The original artistic director for our school and company is a local legend.
The man taught thousands of students. He choreographed his own version of The Nutcracker, painted the backdrops for each scene and played a role in the creation of the props and other materials used for the sets.
Anyone associated with the school who is older than the age of 35 speaks about him in reverence.
Any attempt to change anything this man had a part in creating during the more than 30 years he was artistic director is met, as you can expect, with some form of resistance.
Mr. O found that out when he brought his own version of his Nutcracker a few short years ago. He is still finding that out as he works with the theater director of a local university.
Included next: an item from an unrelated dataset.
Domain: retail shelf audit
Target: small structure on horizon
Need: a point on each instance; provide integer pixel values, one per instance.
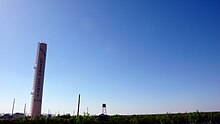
(103, 117)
The sets, the backdrops that the original director created were pretty remarkable. But the problem? Many things used for the Nutcracker are well … more than 40 years old. The old stage crew that ran the show up until this year put up resistance to replace the stuff.
The makeover is slowly beginning. I put in a link about the costumes. We now have a new snow scene backdrop. It totally rocks. My iPhone can’t do it justice.
But there is still plenty left to do that won’t be done at least for another Nutcracker or two to come. The one thing that baffles me? Why during the reign of the original artistic director and a couple of his successors that no one thought about updating or replacing deteriorating props, backdrops and other things needed for scenes.
That doesn’t take away from what was originally done. It adds to it, and make things simpler in the long run. We had to replace the rickety stairs used for the entrance because they reached the point where you couldn’t replace them anymore,
And the barres we use for company warm ups? They’re as old as me.
And the backdrops for the party at Stahlbaums, the battle scene and the Land of Sweets are tattered, and at the point of mildew. Even the original artistic director should have thought about replacing them after a couple of decades.
I’m including a photo of the snow backdrop.
As for today’s schedule: It’s the lightest of production week, somewhat.
I have spacing rehearsal for Chinese that’s only 30 minutes. But then I lend a hand with the small, new stage crew. There’s still much to do with the sets.